When I studied for my oral exams back in 1970-1971, I did not read a single work relating in any sustained way to the history of Native Americans. There were not that many then worth reading, and even in my special field of early American history, where the hottest and most innovative historical writing was taking place, the subject commanded little apparent interest.

That has all changed since, of course. One cannot imagine preparing the early American field without reading the works of James Merrell, Dan Richter, Richard White, and others. Equally noteworthy is the way in which the very conceptualization of the field, the perspective from which it is viewed and reconstructed, has changed.

It therefore seems appropriate that the New York Times has just marked the 229th anniversary of American independence by allowing Charles Mann, author of the soon-to-be-published Before 1491: New Revelations of the Americas before Columbus to preview his book on its op-ed page. (By the way, am I wrong to think that the NYT has been doing more of this recently? Call your publicist!) Mann is a journalist, so we can expect the work to be something of a synthesis that won't tell historians much that they do not already know. But what disappointed me about this piece is that it recapitulates the tired and dubious argument about the purported Iroquois influence on the Constitution, and the more general proposition that important elements of Euro-American democratic culture have origins in "the democratic, informal brashness of American Indian culture."

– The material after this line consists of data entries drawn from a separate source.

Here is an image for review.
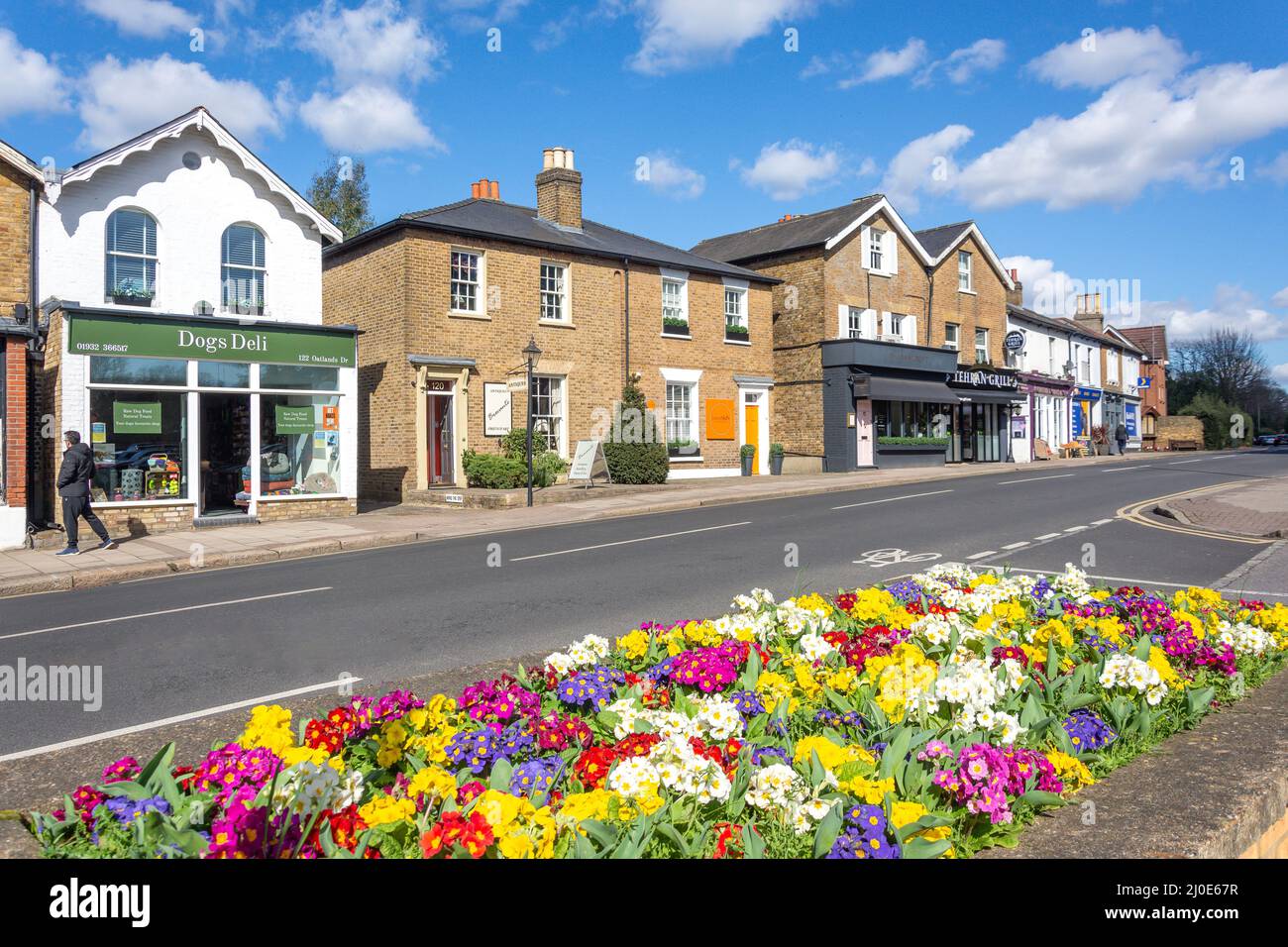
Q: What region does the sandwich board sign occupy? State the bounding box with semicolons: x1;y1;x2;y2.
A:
568;438;613;487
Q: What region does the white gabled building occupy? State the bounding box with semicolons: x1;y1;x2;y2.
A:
39;107;358;533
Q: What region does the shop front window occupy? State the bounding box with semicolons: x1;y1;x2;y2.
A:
82;388;188;502
259;391;342;496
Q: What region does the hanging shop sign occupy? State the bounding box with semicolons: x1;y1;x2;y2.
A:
483;381;514;437
112;401;161;434
273;404;322;434
67;313;358;368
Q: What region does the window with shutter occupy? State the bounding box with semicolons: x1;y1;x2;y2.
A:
222;224;268;316
104;210;158;305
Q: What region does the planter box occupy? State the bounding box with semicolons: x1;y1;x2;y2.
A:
873;445;947;469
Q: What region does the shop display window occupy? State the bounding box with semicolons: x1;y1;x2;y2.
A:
82;388;188;502
254;391;342;496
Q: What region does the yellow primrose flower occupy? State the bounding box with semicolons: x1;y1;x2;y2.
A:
1046;750;1096;792
358;795;416;826
617;629;649;661
407;767;456;805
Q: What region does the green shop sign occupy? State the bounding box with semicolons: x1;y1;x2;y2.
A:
112;401;161;434
67;313;357;368
274;404;318;434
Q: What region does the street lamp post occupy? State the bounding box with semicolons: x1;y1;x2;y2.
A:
523;336;541;506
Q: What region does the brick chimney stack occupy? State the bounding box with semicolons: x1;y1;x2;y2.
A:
1006;269;1024;305
1073;292;1105;333
537;149;581;231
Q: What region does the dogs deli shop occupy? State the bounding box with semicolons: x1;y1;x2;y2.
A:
59;309;358;522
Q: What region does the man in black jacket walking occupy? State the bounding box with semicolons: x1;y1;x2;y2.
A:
58;430;116;556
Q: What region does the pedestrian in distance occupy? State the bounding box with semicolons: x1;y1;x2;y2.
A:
58;430;116;556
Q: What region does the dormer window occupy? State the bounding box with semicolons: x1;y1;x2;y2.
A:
220;224;267;316
104;210;158;305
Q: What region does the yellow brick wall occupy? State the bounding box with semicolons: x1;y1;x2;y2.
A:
322;230;773;498
930;237;1006;366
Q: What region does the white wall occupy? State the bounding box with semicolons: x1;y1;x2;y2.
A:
40;128;322;323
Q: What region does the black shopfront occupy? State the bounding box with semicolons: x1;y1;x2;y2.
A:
947;368;1021;464
821;339;958;472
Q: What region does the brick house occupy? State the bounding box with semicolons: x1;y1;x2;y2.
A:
323;149;773;500
693;194;1018;472
38;107;357;535
0;134;42;549
1073;292;1145;454
1115;326;1168;450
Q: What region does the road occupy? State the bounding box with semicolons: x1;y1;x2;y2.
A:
0;450;1288;759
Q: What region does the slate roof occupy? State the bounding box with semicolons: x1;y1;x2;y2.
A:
323;197;780;283
1115;326;1167;362
913;220;975;261
693;194;885;263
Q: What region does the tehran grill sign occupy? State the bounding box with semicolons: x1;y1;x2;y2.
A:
67;313;357;368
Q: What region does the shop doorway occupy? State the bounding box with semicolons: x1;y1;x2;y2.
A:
854;398;875;467
429;391;456;487
198;391;250;517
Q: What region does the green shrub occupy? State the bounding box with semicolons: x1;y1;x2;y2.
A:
604;382;670;483
1177;391;1252;451
877;437;948;447
463;451;528;489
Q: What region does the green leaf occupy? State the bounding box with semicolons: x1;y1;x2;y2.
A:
814;805;842;858
486;758;514;792
903;839;953;858
880;727;912;780
1019;789;1069;806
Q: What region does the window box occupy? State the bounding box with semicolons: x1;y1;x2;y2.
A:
112;292;155;307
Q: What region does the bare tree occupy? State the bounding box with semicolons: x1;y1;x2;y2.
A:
1172;327;1274;407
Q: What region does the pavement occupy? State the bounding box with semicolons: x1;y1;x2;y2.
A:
0;454;1179;598
0;450;1288;860
1162;483;1288;539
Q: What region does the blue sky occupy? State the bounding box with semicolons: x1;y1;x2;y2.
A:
0;0;1288;382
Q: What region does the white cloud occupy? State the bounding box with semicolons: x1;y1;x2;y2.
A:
917;39;1006;85
1029;26;1188;89
733;138;841;201
957;63;1288;210
636;154;707;200
837;36;926;89
293;0;447;86
618;0;818;76
1141;283;1288;342
78;55;278;149
300;85;446;154
881;125;975;214
0;30;68;119
81;0;197;40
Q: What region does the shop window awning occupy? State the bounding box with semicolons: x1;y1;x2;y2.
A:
950;388;1024;404
870;374;957;404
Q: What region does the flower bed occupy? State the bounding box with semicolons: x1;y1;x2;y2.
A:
29;566;1288;858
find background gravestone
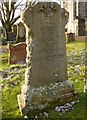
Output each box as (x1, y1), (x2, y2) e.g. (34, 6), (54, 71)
(8, 32), (16, 43)
(18, 2), (73, 114)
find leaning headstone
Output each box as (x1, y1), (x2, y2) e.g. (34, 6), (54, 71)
(18, 2), (74, 115)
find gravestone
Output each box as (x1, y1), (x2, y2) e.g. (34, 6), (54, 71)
(18, 2), (74, 115)
(17, 22), (26, 42)
(8, 32), (16, 43)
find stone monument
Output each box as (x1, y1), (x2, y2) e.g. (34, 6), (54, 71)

What's wrong with the Iroquois influence hypothesis? There are two principal and, I think, fatal objections to the idea that anything in the Constitution can be explained with reference to the precedents of the Haudenosaunee confederation.

The first is a simple evidentiary matter. The voluminous records we have for the constitutional debates of the late 1780s contain no significant references to the Iroquois. It is of course possible that the framers and ratifiers went out of their way to suppress the evidence, out of embarrassment that they were so intellectually dependent on the indigenous sources of their political ideas. But these kinds of arguments from silence or conspiratorial suppression are difficult for historians to credit.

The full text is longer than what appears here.